24 Pour ce faire, nous allons proposer une algèbre des oppositions qui tient compte des propriétés des quatre oppositions traditionnelles, rend justice à la relation de neutralité de Sion et statue sur le nombre des oppositions possibles. Ni quatre ni six, mais cinq cas d’opposition au sens large d’un rapport de différence et dont l’une est incluse dans une autre.
3. Une sémantique formelle des oppositions logiques
25 La sémantique qui suit procède par un jeu de questions-réponses et détermine la signification d’un type d’expressions donné. Dans le cas des propositions complexes de la logique classique, chaque proposition correspond à la combinaison de deux propositions élémentaires (vraies ou fausses) par le biais d’un connecteur logique. Il existe seize connecteurs de ce genre en logique classique, et la définition de ces connecteurs peut être présentée en termes de Forme Normale Disjonctive. Sans en dire davantage sur ses origines algébriques, nous proposons le cadre général de la Sémantique des Questions-Réponses (abrégée SQR par la suite) pour le cas particulier des propositions.
26 Conformément à la théorie de la signification de Frege 1971, chaque expression significative revêt à la fois un sens et une référence. Dans le cas des propositions, le sens est la manière dont une référence est exprimée au sein d’une phrase et la référence est la valeur de vérité de la proposition. Quoique utile en logique mathématique ou dans un fragment restreint des langues naturelles, cette théorie souffre de nombreuses insuffisances lorsqu’il s’agit d’analyser la signification des énoncés des langues naturelles. Pour y remédier quelque peu, SQR propose une autre sémantique formelle des langues naturelles qui modifie le sens et la référence fregéens. D’une part, le sens (la signification) d’une expression correspond à l’ensemble des questions implicites qui doivent être posées pour la comprendre. D’autre part, la référence de cette expression équivaut à l’ensemble des réponses correspondantes qui permettent d’interpréter, c’est-à-dire d’apporter un contenu clair et distinct à cette expression. Dans le cas des expressions propositionnelles, celles-ci ont un sens logique distinct du sens grammatical et renvoient à l’ensemble des phrases ou propositions grammaticales susceptibles d’être vraies ou fausses.
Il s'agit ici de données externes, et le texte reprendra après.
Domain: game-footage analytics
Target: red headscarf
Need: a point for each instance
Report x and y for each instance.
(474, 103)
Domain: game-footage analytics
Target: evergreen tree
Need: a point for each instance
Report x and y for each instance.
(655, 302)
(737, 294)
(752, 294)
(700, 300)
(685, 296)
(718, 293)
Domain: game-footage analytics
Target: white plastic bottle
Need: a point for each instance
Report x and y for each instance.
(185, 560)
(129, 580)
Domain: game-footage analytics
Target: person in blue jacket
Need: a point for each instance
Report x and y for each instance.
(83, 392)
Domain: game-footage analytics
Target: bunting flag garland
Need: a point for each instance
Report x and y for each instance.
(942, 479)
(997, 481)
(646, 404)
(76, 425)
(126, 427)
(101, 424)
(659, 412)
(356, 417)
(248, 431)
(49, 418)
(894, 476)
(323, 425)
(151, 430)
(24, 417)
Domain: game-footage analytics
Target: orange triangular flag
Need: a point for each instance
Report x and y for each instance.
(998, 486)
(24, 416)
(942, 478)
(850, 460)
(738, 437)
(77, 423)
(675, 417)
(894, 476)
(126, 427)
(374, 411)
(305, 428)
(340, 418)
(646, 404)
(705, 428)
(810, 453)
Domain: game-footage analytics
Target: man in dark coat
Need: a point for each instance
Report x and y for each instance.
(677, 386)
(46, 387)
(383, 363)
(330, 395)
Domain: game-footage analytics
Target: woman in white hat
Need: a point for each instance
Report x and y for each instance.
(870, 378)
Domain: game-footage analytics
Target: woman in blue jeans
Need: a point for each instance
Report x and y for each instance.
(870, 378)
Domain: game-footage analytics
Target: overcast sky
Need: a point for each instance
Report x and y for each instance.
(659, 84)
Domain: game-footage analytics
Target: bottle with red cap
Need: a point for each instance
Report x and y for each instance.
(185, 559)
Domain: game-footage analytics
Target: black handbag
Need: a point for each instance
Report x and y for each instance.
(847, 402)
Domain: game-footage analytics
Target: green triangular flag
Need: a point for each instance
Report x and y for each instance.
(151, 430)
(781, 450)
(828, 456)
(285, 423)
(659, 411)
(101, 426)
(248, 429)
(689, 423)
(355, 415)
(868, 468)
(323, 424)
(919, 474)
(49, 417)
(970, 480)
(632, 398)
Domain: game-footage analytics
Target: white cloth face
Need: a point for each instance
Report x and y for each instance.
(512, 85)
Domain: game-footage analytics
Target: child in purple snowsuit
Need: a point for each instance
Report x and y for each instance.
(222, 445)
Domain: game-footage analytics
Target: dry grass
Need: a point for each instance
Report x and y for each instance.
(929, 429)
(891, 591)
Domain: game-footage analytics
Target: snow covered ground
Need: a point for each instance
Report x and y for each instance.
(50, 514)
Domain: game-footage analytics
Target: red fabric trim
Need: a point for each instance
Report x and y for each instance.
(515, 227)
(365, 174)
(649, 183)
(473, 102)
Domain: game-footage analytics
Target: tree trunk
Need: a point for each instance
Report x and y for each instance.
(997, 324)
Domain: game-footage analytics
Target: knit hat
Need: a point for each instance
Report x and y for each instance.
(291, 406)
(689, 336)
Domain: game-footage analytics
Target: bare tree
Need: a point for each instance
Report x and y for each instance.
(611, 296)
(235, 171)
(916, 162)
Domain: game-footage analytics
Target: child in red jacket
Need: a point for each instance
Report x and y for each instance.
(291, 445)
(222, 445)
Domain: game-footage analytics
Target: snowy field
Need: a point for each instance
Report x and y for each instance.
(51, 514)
27 Par voie de conséquence, SQR associe aux propositions logiques un ensemble de quatre questions précises pour saisir leur sens. Soit α une proposition complexe quelconque de forme logique p○q (où ○ symbolise un connecteur logique), et v la fonction de valuation qui associe à chaque proposition une valeur de vérité V (vrai) ou F (faux) ; les quatre questions implicites sont les suivantes :
- q1(α) : v(p) = v(q) = V ?
« La proposition p○q peut-elle être vraie, lorsque p et q sont toutes les deux vraies ? » - q2(α) : v(p) = V, v(q) = F ?
« La proposition p○q peut-elle être vraie, lorsque p est vraie et q est fausse ? » - q3(α) : v(p) = F, v(q) = V ?
« La proposition p○q peut-elle être vraie, lorsque p est fausse et q est vraie ? » - q4(α) : v(p) = v(q) = F ?
« La proposition p○q peut-elle être vraie, lorsque p et q sont toutes les deux fausses ? »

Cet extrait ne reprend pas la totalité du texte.